Parkinson's disease is a progressive disabling neurodegenerative disease. Symptoms can include problems with movement such as being stiff, slow, and shaky, and sometimes non-motor symptoms such as problems with communication, mood, vision, and problem solving abilities. The role of the occupational therapist is to support individuals with Parkinson's disease and to enable them to maintain their usual level of self-care, work and leisure activities for as long as possible. The review found inadequate evidence from randomised controlled trials to evaluate the effect of occupational therapy for people with Parkinson's disease.
Considering the significant methodological flaws in the studies, the small number of patients examined, and the possibility of publication bias, there is insufficient evidence to support or refute the efficacy of occupational therapy in Parkinson's disease. There is now a consensus as to UK current and best practice in occupational therapy when treating people with Parkinson's disease. We now require large well designed placebo-controlled RCTs to demonstrate occupational therapy's effectiveness in Parkinson's disease. Outcome measures with particular relevance to patients, carers, occupational therapists and physicians should be chosen and the patients monitored for at least six months to determine the duration of benefit. The trials should be reported using CONSORT guidelines.
Despite drug and surgical therapies for Parkinson's disease, patients develop progressive disability. It has both motor and non-motor symptomatology, and their interaction with their environment can be very complex. The role of the occupational therapist is to support the patient and help them maintain their usual level of self-care, work and leisure activities for as long as possible. When it is no longer possible to maintain their usual activities, occupational therapists support individuals in changing and adapting their relationship with their physical and social environment to develop new valued activities and roles.
To compare the efficacy and effectiveness of occupational therapy with placebo or no interventions (control group) in patients with Parkinson's disease.

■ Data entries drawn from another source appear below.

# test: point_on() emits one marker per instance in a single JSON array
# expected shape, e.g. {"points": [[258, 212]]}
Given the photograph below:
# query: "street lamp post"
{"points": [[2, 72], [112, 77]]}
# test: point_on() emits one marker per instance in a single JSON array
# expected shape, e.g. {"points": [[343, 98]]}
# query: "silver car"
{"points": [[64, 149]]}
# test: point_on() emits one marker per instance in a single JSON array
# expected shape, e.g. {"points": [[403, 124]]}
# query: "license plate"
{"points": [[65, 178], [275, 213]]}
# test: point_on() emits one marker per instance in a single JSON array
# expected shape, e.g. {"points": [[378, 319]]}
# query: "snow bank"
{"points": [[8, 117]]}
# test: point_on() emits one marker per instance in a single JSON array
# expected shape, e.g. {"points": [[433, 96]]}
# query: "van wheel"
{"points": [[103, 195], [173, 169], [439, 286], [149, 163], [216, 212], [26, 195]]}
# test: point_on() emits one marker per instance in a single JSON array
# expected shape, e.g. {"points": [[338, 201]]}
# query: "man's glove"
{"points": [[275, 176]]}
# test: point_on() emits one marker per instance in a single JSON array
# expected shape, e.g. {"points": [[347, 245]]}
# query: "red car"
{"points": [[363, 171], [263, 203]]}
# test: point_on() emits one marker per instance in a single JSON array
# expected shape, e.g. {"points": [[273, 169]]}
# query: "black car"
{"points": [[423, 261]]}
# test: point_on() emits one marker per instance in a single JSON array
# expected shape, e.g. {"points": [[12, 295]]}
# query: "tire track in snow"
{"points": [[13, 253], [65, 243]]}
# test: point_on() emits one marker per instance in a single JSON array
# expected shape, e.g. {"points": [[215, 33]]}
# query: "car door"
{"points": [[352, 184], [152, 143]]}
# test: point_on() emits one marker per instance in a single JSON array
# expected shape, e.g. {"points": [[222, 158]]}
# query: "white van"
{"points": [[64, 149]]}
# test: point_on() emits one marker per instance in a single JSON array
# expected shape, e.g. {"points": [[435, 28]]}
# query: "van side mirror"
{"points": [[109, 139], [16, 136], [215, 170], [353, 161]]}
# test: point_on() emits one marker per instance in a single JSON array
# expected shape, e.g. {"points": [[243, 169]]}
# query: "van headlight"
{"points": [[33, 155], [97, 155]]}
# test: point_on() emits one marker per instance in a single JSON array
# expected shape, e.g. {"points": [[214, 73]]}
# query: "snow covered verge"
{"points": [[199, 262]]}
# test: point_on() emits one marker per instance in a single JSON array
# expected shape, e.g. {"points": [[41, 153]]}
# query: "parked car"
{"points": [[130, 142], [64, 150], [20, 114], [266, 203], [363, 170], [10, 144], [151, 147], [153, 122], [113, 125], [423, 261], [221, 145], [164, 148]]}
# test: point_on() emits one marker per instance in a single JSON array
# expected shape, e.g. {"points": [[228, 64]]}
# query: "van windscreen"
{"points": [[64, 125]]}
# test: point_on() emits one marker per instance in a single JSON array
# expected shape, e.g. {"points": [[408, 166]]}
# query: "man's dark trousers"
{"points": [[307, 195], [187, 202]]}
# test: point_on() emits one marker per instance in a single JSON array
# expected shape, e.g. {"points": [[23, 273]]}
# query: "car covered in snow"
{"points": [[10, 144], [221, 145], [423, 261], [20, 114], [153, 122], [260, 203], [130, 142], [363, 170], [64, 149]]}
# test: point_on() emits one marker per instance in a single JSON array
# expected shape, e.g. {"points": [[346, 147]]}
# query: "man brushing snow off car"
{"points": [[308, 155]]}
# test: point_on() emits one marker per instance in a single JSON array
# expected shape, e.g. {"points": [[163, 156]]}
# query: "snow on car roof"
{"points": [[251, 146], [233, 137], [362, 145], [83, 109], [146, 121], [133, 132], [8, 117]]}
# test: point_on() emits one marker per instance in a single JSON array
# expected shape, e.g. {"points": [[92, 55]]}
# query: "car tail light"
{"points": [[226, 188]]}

Relevant trials were identified by electronic searches of MEDLINE (1966-April 2007), EMBASE (1974-2000), CINAHL (1982-April 2007), Psycinfo (1806-April 2007), Ovid OLDMEDLINE (1950-1965), ISI Web of Knowledge (1981-April 2007), National Library for Health (NLH) (April 2007), Nursing, Midwifery and Allied Health (NMAP) (April 2007), Intute: Medicine (December 2005), Proquest Nursing Journals (PNJ, 1986 - April 2007); rehabilitation databases: AMED (1985-April 2007), MANTIS (1880-2000), REHABDATA (1956-2000), REHADAT (2000), GEROLIT (1979-2000); English language databases of foreign language research and third world publications: Pascal (1984-2000), LILACS (1982- April 2007), MedCarib (17th Century-April 2007), JICST-EPlus (1985-2000), AIM (1993-April 2007), IMEMR (1984-April 2007), grey literature databases: SIGLE (1980-2000), ISI-ISTP (1982-April 2007), DISSABS (1999-2000), Conference Papers Index (CPI, 1982-2000) and Aslib Index to Theses (AIT, 1716- April 2006), The Cochrane Controlled Trials Register (Issue 2, 2007), the CenterWatch Clinical Trials listing service (April 2007), the metaRegister of Controlled Trials (mRCT, April 2007), Current controlled trials (CCT) (April 2007), ClinicalTrials.gov (April 2007), CRISP (1972-April 2007), PEDro (April 2007), NIDRR (April 2007) and NRR (April 2007) and the reference lists of identified studies and other reviews were examined.
Only randomised controlled trials (RCT) were included, however those trials that allowed quasi-random methods of allocation were allowed.
Data was abstracted independently by two authors and differences were settled by discussion.
Two trials were identified with 84 patients in total. Although both trials reported a positive effect from occupational therapy, all of the improvements were small. The trials did not have adequate placebo treatments, used small numbers of patients and the method of randomisation and concealment of allocation was not specified in one trial. These methodological problems could potentially lead to bias from a number of sources reducing the strength of the studies further.